This is the format the SFTTrainer works with best.

Step 4: Configure the Adapters (The "LoRA")

Now we add the "cheat sheet"—the LoRA adapters. We use peft to define our LoraConfig.

The LoRA adapter is the pair of small matrices, A and B.

LoraConfig (The "Cheat Sheet" Blueprint)

This object defines the properties of your LoRA adapters (the A and B matrices).

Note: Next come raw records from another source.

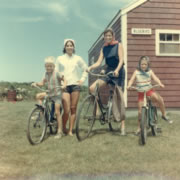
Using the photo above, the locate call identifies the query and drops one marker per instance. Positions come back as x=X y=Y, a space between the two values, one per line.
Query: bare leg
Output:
x=157 y=98
x=74 y=102
x=92 y=88
x=66 y=106
x=140 y=104
x=40 y=97
x=58 y=115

  • r=16: This is the Rank. It controls the "size" and "complexity" of your LoRA adapter. It sets the inner dimension of the A and B matrices. A higher rank means more trainable parameters, which can capture more complex patterns but also uses more memory. 16 is a very common, effective setting.

  • lora_alpha=32: This is the scaling factor, or "volume knob," for the adapters. The LoRA adapter's output is scaled by the ratio lora_alpha / r. In your case, 32 / 16 = 2. This means the adapter's contribution is doubled in strength, which often helps the model learn more effectively.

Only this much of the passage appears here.